Pero sin confundirlos de mi intención, esta no es una historia triste en ningún caso. Aunque parecía que mi vida terminaba, no morí del todo, si no ¿cómo podría estar contándoles esto?, aunque quizás una muerte real hubiese sido preferible a una muerte simbólica, pensaba a veces. Aunque me haya desecho en mil pedazos algo nunca falleció. Una semilla que se negó a morir, impregnada con el sabor a mi patria. El no pertenecer se convirtió en el descubrimiento de otro “yo”, no de alguien nuevo, más bien de algo que siempre estuvo allí pero no lograba ver con claridad. Como mi único y gran tesoro protegí esta semilla (ya que en este proceso uno se da cuenta que lo material termina teniendo ningún valor), que empezó a germinar por cada centímetro de mi cuerpo. Fueron mi alimento la alegría y la idiosincrática destreza perfeccionada durante tantos años de siempre verle el lado bueno a las cosas, características tan maltratadas y acusadas como causa de nuestra propia desgracia, fueron las que se convirtieron en mi salvación.

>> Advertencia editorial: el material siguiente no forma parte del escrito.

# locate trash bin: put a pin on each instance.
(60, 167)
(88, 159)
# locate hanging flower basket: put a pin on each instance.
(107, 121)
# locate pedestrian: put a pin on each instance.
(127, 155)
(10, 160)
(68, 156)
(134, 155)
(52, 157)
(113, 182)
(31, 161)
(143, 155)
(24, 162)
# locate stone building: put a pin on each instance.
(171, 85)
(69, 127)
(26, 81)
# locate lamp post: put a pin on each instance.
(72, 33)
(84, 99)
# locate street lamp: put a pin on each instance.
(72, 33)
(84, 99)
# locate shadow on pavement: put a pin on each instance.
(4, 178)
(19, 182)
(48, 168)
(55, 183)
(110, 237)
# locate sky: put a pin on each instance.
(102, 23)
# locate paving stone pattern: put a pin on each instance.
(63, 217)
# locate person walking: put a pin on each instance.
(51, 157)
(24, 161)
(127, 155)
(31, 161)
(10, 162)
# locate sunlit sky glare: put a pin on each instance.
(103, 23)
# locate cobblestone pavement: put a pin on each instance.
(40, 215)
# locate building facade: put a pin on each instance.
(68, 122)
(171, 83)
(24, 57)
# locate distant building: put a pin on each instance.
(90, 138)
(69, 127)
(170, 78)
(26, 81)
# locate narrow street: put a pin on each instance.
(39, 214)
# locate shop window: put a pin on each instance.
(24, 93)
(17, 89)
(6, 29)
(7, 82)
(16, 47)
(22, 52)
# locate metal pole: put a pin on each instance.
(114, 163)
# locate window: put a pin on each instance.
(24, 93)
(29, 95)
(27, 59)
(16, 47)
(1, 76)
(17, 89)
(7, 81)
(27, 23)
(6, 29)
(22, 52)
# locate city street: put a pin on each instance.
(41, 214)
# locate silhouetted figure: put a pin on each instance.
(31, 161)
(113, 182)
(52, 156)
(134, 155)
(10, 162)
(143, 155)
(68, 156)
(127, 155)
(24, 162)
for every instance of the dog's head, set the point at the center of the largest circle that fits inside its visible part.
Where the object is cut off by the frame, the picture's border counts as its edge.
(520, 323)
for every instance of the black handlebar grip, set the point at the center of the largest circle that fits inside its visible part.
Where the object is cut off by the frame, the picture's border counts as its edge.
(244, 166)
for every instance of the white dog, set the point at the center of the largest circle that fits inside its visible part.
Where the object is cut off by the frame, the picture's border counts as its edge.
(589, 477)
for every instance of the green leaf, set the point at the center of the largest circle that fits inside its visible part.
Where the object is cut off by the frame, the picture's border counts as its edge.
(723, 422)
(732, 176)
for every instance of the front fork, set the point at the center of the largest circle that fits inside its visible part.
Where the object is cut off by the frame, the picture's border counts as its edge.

Este tesoro se cristalizó como una toma de consciencia, en una verdad que siempre estuvo allí. Puedes escucharlo un millón de veces, pero si esta idea no pasa por tu cuerpo y tu consciencia no equivale a nada. Tengo apostadas todas mis esperanzas en que cada uno llegue a verlo en algún momento, y es que vayas a donde vayas, la patria siempre la llevas dentro, hermosa, orgullosa, y haciéndose sentir.